At 5-6 months, the little child is usually able to turn around himself – and suddenly runs the risk of falling down from the changing table, so pay extra attention.
Two to three months later most toddlers usually start to crawl and be able to sit themselves.
Read frequently asked questions and the expert’s answers on child development below.
When can the child hold his head?
At 1-2 months, the child begins to control the main movements and can begin to follow the gaze. At 3 months the child has a good head balance.
When does the first smile usually come?
At 1-2 months the child starts to smile, some children smile earlier. The thing that looks and feels like a smile – it’s a smile.
When do children recognize their parents?
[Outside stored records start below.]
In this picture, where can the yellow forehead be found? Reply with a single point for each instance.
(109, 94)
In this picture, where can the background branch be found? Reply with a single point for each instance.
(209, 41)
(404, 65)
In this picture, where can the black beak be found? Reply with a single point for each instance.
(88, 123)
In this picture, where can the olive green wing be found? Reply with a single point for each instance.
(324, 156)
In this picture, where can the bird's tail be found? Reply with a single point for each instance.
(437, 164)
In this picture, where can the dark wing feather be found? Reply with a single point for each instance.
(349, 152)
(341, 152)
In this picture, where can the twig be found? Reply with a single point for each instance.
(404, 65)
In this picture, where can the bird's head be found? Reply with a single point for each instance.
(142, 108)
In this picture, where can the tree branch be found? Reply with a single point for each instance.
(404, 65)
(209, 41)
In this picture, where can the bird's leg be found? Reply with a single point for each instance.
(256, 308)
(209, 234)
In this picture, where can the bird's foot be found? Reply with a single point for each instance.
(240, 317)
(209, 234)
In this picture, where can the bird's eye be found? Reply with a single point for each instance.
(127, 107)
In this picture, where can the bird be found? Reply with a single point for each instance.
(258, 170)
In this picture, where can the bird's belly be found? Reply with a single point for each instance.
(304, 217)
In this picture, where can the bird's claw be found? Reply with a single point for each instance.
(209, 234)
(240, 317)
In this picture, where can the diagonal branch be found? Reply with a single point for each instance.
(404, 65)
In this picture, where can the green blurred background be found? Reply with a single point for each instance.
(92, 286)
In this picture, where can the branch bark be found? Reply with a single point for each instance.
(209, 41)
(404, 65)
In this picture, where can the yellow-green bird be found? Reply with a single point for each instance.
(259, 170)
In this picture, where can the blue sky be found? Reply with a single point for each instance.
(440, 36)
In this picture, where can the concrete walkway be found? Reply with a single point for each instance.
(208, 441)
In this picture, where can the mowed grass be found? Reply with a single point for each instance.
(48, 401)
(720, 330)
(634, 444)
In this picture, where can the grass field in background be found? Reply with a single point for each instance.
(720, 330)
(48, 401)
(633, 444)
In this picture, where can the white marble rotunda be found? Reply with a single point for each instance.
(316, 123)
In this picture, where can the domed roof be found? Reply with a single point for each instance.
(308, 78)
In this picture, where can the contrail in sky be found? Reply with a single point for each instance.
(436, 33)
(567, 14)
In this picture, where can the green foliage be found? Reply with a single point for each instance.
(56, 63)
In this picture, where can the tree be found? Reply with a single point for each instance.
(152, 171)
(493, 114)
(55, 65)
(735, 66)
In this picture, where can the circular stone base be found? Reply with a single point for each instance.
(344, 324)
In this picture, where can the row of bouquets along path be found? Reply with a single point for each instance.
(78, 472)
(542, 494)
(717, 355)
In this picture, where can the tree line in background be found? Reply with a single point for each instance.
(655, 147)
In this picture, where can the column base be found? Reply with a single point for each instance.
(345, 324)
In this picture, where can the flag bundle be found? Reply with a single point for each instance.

Children from birth can identify their parents by voice, smell and touch. At 4-5 months, they also recognize the appearance of the parents.
When do children start to seize things?
At 3-4 months a child begins to seize, at 4-5 months the child seizes more consciously, and at 6 months the child is usually able to move objects from one hand to the other. They now also put everything in their mouths.
When can the child turn from stomach to back and vice versa?
At 5-6 months the child turns around and pulls up to sit. Remember that many children turn around much earlier, never leave the child on changing table, sofa, bed or the like.
When do children start to crawl?
Most children crawl and sit firmly without support at 8-9 months.
When does the child start to get up and walk?
At 9-10 months, the child starts to rise, and at 11-16 months take their first steps. This is an age that requires a lot of care, the development goes fast and the child acquires new skills.
When can the child learn to wave?
At 10 months, the child usually learns to wave, clap his hands and grip his thumb against his index finger.
My 8 month baby is screaming as soon as I disappear, sometimes no one else will – should it be so?
Yes, it is common for a child between the ages of 7 and 9 to become sad or despair when the parent leaves. This is perfectly normal and is because the child is not yet sure that what is not visible is still left.
Fun games that train the child to understand that you, the parent, are actually there even though you are not visible at all, for example: Watching games, hiding things under a blanket and then developing them, holding and dropping things that fall on the floor about and again.
Some children sleep worryingly at this particular age. They may also start to become frightened by strange faces and loud noises.